Planning a Power BI Semantic Model is Like Planning a Vacation

Planning and developing a Power BI dataset (semantic model) or MS Access split database application is like planning a vacation. You plan where you want to go then map out how to get there.

When planning a vacation, a person doesn’t take all their clothes, just what they need, and planning Power BI datasets is the same, but with data instead of clothes. Some things taken on vacations like airline tickets and reservations are more important than other things. Dataset plans have important items as well, especially when the plans involve creating the modular parts (views) of the data in an external to Power BI environment like SQL Server or Amazon Redshift. During this phase, extra care needs to be taken to make sure that the modular parts can be related later when building the Power BI data model. This includes being sure that relatable data is contained in special columns called primary keys and that the data in those columns abides by certain referential integrity rules.

Imagine that your are traveling by car and know that a bridge is out. You’d plan another route. Splitting a Microsoft Access database application by separating the user (front-end) interface from the most of the data, data tables, and programming (the to-be back-end) can have bridge outages too. When an Access back-end is migrated to Sequel Server the bridge will be out and certain data types, values, and programming that will not migrate over and will require reworking. Reworking is a process waste, so I recommend avoiding building the types of structures that will require rework.

  

No-doc, No-developer Scenarios

Some projects that I work on are pre-existing Power BI reports or entire Power BI web services that need to be fixed, modernized, and upgraded. This can be like an explorer who stumbles upon the ruins of an ancient temple in a jungle. There is a definite structure in front of you, but the archetect is long gone and nowhere to be found. Inside of the structure, there may be a lot of meaningless clutter, some things that belong there, some that don’t, duplicates of things, and no documentation to explain what-is-what. In these no-doc, no-developer scenarios, I start at the end of the data story, at the end in Power BI desktop, then I go backward into Power Query where I identify the external data sources, then go back to the external data sources.

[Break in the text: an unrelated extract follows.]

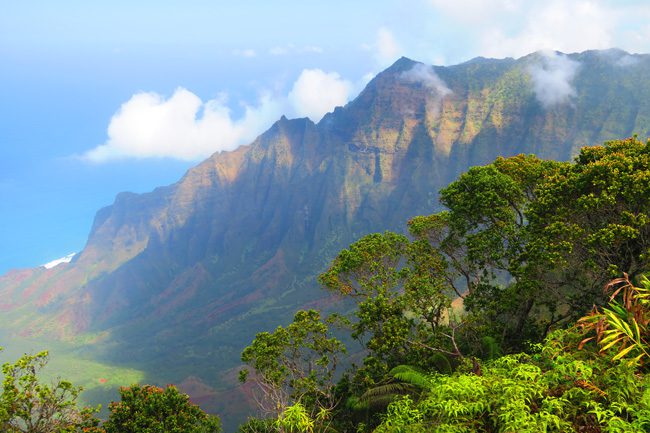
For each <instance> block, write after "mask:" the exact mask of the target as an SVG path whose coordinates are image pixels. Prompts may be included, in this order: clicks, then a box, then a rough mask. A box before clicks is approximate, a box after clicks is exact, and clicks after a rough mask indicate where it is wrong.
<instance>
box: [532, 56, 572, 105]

After the data sources are fixed, fixing the Power BI reports, dashboards, DAX measures, or semantic data models requires a certain amount of experience and skill. This is even more so when I work in a no-doc, no-developer scenario where the missing developer was sloppy and undisciplined but had a substantial amount of technical ability. The challenge in these cases is knowing when that developer’s work was good and when that developer just thought it was.

So, you get the picture… Sometimes looking at another developer’s work is like an explorer in a jungle looking at ruins. You ask yourself “Were these people advanced and using irrigation to water their crops, or where they are sacrificing something to try to make it rain?”

Microsoft MS Access Naming Conventions

A good Power BI developer plans and documents their work so that it is easy for others to understand. They will add comments to their DAX code and utilize indention and naming conventions to make their code easy to read.